Gottschalk is seeking an in-depth understanding of the material character of cells in order to learn more about cell biology. He is using passive microrheology, a method which was developed by the institute’s director Prof. Dr. Othmar Marti. Passive microrheology works as follows: tiny tracers (mm-sized plastic spheres) are added to cell cultures, they are phagocytosed by the cells and incorporated into the cytoskeleton. A high-speed camera is used to capture the motion of the beads, from which the mechanics of the cytoskeleton can be calculated. Gottschalk uses an atomic force microscope to carry out experiments in which pressure is applied to the cell and force-distance relationships are measured. Small columns are used to model the extracellular matrix. Cells that migrate across these columns exert forces that cause the columns to bend. This is visible under the microscope and can be measured. 

Gottschalk uses such experiments to describe cells physically. He measures the softness or rigidity of a cell, how much force it can exert, how fast it moves across columns and how all this is related to biological and physical parameters. 

Based on these data, Gottschalk is creating sophisticated physical models to describe reduced cell representations based on biophysical data that he generates himself. He now knows that a cell works if the different cytoskeletal elements (the rather active actin skeleton and the rather passive intermediate filament) are well organised. If one of the elements is not in the correct place, the cells tend to wander around at random. This has not been known in detail up until now.

Life scientists need the support of biophysicists like Gottschalk to help with the quantification of biological effects. He works with mouse geneticists and preclinical lung physiologists such as Prof. Dr. Paul Dietl and Dr. Manfred Frick from Munch, to name just two of his cooperation partners. Gottschalk still derives the data for his models from single-cell experiments. It can therefore be assumed that the elucidation of the dynamics of cell structures (tissues) or organs and the resolution of the different spatial and temporal scales will pose new challenges.

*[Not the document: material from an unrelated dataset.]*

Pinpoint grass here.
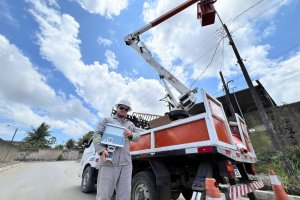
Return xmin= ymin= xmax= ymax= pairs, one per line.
xmin=250 ymin=132 xmax=300 ymax=195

As basic as the research on the mechanics of cells might appear, its medical application is not so far off. The special mechanics of cancer cells can be used for the early diagnostics of cancer, and the feasibility of this approach has already been shown for mucosal cancer. The approach also has the potential to be used for the diagnosis of minor injuries of the knee tissue, and provides a quicker result than cell morphology approaches do. In the medium term, Gottschalk hopes to be able to predict how the mechanics and adhesion behaviour of cells changes upon the reduced expression of a specific signalling protein.

References:
Schiller, H; Hermann, M-R; Polleux, J; Vignaud, T; Zanivan, S; Friedel, C., Sun, Z; Raducanu, A; Gottschalk, K-E, Théry, M; Mann, M; Fässler, R.: ß1- and αv-class integrins cooperate to regulate Myosin II during rigidity sensing of fibronectin-based microenvironments. Nature Cell Biology, Vol. 15, Nr 6, June 2013, 625-652; DOI: 10.1038/ncb2747.